Завещание убитого еврейского поэта - страница 52
— У меня здесь есть работенка.
— Для тебя всегда найдется работенка. И здесь, и во Франции. Одна и та же.
— Нет, там все другое… — И она сменила тему.
Не стала уточнять, чем, собственно, будет заниматься, да, впрочем, это и не было нужно. Важно, что я понял намек, хотя и не считал стоящими причины, что ее удерживают.
Нас всех угнетало воспоминание о нашей неудаче. Мы не преуспели ни в чем, ни как бойцы, ни как друзья, ни как личности. После самоубийства Бернарда Гауптмана мы отдалились друг от друга. Ежедневно встречались, но вместе не жили. Нас преследовала тень нашего друга, его улыбка, в которой чувствовалась издевка. Мы избегали об этом говорить, но ничего не менялось: он стоял между нами. Воспоминания о нем мешали нам, как угрызения совести.
Вот и в тот вечер наши мысли возвращались к нему. Зачем ему было убивать себя? Из боязни нового года или из омерзения к прошедшему? Трауб считал, что идея самоубийства искушала Бернарда, причем давно. Гауптман часто цитировал Сенеку и его хвалу добровольному уходу из жизни: мудрый живет не сколько сможет, а сколько должен. Бернард боялся старости, бессилия, разложения. Инга, напротив, заявляла, что поступок Гауптмана адресован человечеству, а не себе самому. Он свел счеты с жизнью, потому что считал, что нас ждут вырождение и смерть человека как вида.
Тут мне померещилась новая причина: Инга хочет остаться в Германии не из-за партии, а из-за Гауптмана. Я прямо так у нее и спросил:
— Может, тебя здесь держит Бернард?
— Не совсем.
— Инга, когда ты говоришь «не совсем», это обычно означает «да».
— А вот сейчас не так. Это может означать «нет».
В первый и последний раз мы заговорили о нашем мертвом друге открыто, честно, пытаясь выяснить, как это связано с нами. Мы что, плохо с ним поступили? Виноваты ли мы в его отчаянии, а значит, и в смерти? Несмотря на утверждения Трауба, самоубийство Гауптмана как-то не вяжется с его воззрениями на человеческий удел, на революционный интеллект, оно несовместимо с жесткой, логичной строгостью его мысли, способной сопротивляться порывам страсти и наваждениям бессознательного. Он так бесстрашно умел не только давать отпор всяческому нытью, но и утилизировать любые пессимистические соображения относительно природы и общества, включая их в фундамент собственной оптимистической системы ценностей! Гауптман самоубийца? На него непохоже. Так что же случилось? Чему приписать этот поступок, опровергающий всю его предыдущую жизнь? Нашей связи и любви? Я был склонен в это поверить, Инга — нет. Она склонялась к тому упрощенному объяснению, что напрашивалось само собой: разочарование выборами, предательство «масс», потеря иллюзий — вот на что он отреагировал столь радикально. Так он хотел сказать немецкому народу: «Вы мне надоели! Решили станцевать с дьяволом? Развлекайтесь дальше без меня!»

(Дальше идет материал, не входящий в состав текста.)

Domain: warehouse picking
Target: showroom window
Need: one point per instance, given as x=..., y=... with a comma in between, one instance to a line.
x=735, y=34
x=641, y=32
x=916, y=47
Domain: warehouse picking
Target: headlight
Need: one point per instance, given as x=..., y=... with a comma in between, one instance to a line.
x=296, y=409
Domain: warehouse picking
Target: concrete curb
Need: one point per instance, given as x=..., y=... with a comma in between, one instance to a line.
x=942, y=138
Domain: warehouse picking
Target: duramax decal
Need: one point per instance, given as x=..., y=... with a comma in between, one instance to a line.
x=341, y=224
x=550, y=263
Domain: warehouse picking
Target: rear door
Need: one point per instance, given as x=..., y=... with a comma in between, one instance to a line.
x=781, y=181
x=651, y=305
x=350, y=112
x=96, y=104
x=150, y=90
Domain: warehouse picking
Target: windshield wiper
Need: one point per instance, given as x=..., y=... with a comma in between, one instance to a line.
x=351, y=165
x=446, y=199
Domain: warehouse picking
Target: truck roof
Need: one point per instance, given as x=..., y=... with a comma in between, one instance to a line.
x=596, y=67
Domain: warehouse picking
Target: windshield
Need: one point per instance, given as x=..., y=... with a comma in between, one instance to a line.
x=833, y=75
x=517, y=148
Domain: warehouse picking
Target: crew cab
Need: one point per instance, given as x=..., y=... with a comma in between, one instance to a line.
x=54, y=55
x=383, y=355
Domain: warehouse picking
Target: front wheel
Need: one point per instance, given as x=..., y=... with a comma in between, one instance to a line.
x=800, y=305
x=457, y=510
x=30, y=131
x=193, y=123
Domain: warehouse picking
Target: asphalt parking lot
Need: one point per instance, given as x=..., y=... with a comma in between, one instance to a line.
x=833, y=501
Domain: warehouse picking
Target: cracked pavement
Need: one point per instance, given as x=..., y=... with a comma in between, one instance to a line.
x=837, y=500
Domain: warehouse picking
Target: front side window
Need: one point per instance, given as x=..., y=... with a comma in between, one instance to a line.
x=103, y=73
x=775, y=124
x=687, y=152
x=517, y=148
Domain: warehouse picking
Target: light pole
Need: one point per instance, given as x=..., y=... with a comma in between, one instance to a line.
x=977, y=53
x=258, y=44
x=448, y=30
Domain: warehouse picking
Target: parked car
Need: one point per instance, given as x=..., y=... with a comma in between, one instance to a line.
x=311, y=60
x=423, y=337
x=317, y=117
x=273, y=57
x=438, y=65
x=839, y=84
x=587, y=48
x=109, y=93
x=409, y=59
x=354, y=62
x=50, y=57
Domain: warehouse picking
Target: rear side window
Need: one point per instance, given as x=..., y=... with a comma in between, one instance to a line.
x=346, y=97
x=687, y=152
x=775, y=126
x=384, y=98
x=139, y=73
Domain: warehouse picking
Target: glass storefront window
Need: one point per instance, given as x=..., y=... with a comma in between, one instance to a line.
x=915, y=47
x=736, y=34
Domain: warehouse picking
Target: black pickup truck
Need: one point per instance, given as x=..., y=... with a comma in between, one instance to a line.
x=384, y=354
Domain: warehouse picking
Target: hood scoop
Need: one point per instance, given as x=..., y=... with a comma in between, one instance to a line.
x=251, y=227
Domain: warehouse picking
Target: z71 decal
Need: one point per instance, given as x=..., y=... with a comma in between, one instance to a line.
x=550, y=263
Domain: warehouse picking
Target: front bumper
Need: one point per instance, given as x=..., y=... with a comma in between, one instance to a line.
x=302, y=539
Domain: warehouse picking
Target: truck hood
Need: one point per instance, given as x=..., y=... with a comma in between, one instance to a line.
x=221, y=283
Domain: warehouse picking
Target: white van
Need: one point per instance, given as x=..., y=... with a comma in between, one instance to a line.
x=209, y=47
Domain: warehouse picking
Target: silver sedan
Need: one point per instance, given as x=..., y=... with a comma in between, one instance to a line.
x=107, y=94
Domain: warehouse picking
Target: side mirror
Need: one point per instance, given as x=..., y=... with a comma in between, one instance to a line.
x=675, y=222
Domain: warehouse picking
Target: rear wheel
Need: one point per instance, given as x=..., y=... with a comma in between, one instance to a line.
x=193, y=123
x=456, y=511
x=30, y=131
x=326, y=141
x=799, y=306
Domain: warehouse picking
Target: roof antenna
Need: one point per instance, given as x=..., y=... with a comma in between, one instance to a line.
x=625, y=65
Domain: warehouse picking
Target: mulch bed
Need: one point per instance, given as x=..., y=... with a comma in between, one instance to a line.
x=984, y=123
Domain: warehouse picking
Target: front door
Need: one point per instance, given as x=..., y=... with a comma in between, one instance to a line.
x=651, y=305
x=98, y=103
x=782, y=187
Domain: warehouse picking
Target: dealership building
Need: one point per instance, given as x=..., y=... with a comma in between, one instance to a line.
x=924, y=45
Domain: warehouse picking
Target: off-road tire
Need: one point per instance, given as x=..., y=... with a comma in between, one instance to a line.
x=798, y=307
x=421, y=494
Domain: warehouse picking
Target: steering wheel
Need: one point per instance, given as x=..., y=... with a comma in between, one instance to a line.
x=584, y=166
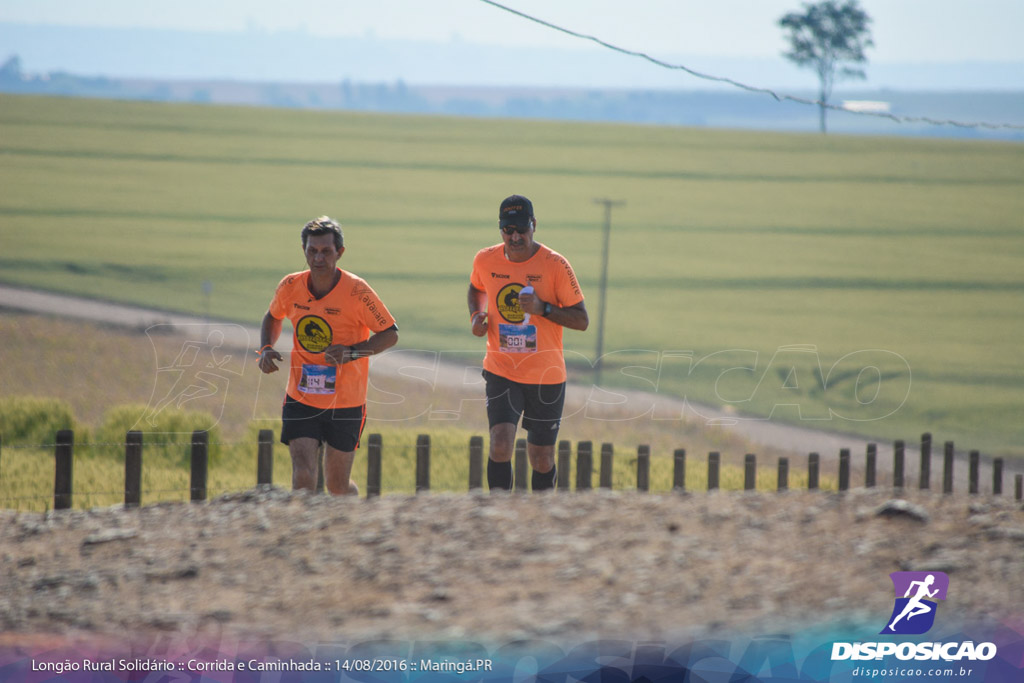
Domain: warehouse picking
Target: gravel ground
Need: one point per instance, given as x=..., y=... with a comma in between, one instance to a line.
x=571, y=566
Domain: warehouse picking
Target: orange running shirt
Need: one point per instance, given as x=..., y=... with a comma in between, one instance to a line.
x=529, y=353
x=346, y=314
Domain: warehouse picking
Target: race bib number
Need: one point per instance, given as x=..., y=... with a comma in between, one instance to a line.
x=517, y=338
x=318, y=379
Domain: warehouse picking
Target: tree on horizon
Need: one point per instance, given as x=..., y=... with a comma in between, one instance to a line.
x=822, y=37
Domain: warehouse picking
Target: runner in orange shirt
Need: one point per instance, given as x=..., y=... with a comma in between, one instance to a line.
x=338, y=321
x=531, y=293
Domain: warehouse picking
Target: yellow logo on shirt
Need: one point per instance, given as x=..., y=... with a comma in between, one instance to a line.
x=313, y=334
x=508, y=303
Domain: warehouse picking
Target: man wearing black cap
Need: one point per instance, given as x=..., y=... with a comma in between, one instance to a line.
x=521, y=294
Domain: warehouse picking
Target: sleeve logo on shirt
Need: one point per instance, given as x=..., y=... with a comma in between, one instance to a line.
x=508, y=303
x=313, y=334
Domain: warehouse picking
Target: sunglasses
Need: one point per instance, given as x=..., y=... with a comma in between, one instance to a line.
x=521, y=229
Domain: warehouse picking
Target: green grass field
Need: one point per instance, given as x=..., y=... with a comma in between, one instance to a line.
x=889, y=271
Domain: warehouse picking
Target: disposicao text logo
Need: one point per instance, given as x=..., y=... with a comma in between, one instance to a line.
x=913, y=613
x=916, y=595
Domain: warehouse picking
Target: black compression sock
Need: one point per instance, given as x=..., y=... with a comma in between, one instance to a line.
x=544, y=480
x=499, y=475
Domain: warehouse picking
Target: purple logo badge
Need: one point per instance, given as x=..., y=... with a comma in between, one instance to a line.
x=916, y=593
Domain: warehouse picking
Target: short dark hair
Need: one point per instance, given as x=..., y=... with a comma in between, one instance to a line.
x=324, y=225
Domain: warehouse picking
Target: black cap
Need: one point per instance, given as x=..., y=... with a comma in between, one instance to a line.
x=516, y=210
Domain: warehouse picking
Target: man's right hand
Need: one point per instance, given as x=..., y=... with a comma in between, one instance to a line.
x=480, y=324
x=266, y=360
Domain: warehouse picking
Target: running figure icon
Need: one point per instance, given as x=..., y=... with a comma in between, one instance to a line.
x=914, y=611
x=915, y=606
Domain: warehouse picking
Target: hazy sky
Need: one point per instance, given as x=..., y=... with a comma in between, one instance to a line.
x=903, y=30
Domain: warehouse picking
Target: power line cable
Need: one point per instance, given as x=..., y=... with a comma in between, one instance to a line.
x=751, y=88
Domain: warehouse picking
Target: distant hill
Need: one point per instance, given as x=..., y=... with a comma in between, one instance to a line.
x=295, y=70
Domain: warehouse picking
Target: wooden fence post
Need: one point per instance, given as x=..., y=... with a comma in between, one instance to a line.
x=714, y=462
x=607, y=461
x=585, y=465
x=870, y=465
x=321, y=482
x=844, y=469
x=975, y=472
x=813, y=471
x=564, y=463
x=133, y=469
x=898, y=463
x=947, y=468
x=64, y=457
x=264, y=458
x=422, y=463
x=520, y=481
x=643, y=468
x=375, y=447
x=200, y=465
x=679, y=470
x=475, y=462
x=925, y=480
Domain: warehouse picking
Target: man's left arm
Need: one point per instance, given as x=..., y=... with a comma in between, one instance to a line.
x=573, y=317
x=378, y=343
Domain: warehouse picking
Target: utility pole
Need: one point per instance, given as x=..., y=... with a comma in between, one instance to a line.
x=604, y=283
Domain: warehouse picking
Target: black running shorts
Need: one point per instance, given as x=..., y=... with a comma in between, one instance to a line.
x=540, y=406
x=341, y=427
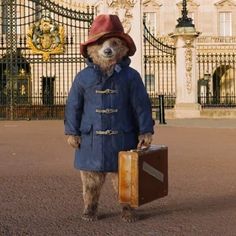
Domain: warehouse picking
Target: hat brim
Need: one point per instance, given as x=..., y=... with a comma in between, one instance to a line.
x=129, y=41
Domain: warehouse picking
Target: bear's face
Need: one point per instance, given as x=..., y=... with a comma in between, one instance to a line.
x=107, y=53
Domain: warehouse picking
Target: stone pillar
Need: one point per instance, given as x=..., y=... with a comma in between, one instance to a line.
x=186, y=78
x=130, y=15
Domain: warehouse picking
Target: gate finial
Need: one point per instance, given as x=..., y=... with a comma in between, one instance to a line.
x=185, y=21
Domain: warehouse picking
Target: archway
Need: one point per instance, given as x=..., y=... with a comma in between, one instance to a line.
x=221, y=82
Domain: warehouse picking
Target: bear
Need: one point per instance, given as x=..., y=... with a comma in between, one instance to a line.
x=108, y=110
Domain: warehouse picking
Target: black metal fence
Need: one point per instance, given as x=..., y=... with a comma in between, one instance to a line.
x=39, y=56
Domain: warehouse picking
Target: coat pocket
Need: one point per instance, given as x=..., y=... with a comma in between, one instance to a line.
x=86, y=135
x=85, y=128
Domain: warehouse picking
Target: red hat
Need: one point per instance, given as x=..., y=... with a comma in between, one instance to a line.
x=107, y=26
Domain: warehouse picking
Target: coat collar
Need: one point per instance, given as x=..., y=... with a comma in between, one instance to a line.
x=118, y=67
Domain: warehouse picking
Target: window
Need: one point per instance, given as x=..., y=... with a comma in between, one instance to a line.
x=150, y=83
x=191, y=15
x=225, y=24
x=4, y=18
x=48, y=90
x=151, y=22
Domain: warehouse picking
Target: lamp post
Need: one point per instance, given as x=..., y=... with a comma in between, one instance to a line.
x=185, y=21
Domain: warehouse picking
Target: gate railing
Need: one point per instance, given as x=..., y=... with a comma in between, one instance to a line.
x=30, y=86
x=217, y=79
x=159, y=68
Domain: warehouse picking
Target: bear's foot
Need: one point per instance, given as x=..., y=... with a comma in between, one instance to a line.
x=128, y=214
x=90, y=214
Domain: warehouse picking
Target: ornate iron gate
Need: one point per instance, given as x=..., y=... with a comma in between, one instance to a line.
x=159, y=69
x=39, y=56
x=217, y=83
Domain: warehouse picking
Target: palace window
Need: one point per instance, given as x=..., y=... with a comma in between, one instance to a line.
x=4, y=18
x=225, y=23
x=150, y=82
x=151, y=22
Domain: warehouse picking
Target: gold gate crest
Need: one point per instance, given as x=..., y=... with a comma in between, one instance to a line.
x=46, y=37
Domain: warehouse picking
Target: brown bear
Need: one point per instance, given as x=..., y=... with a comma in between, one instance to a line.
x=108, y=110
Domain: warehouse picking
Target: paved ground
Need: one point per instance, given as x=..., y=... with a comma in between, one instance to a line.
x=40, y=192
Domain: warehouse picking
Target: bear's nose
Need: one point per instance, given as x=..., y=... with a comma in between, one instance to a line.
x=108, y=51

Тот вопрос остался открытым, он смущает меня даже теперь, в этой камере, где все кажется более далеким и более близким. А некоторые мертвецы — живее, чем при жизни. Гауптман из таких.
Почему умный, энергичный, творческий человек однажды вечером пускает себе пулю в висок? К чему такой выбор, зачарованность саморазрушительным насилием? К чему такой однозначный и неотвратимый отказ жить? Чтобы не страдать, не унижаться? Чтобы наказать оставшихся в живых? Сделать их виновными в твоей смерти? Почему бы такому человеку, как я, арестованному ни за что, уже не имеющему, что терять, почему бы ему не прельститься этим решением? Между тем я и мысли о таком не допускал. Как это объяснить? Я ведь мог бы, подобно Аттикусу, близкому другу Цицерона, отказаться есть и умереть в одиночестве от голода, обойдясь без помощи палача. Почему я избежал искушения? Потому что у меня есть жена, которая… Нет, не будем говорить о Раисе, гражданин следователь, не она связывает меня с жизнью, а мой сын Гриша. Смогу ли я когда-нибудь его увидеть? Поговорю ли с ним о моем отце, чье имя он носит? Кто это, мой сын или мой родитель, запрещает мне стать собственным палачом? Подчас во время допросов, мягко говоря, тяжелых, мне приходилось желать смерти. Но никогда я не согласился бы сам ее ускорить. Убить себя — это прежде всего — убить. А я даже в подсознании не желал служить смерти.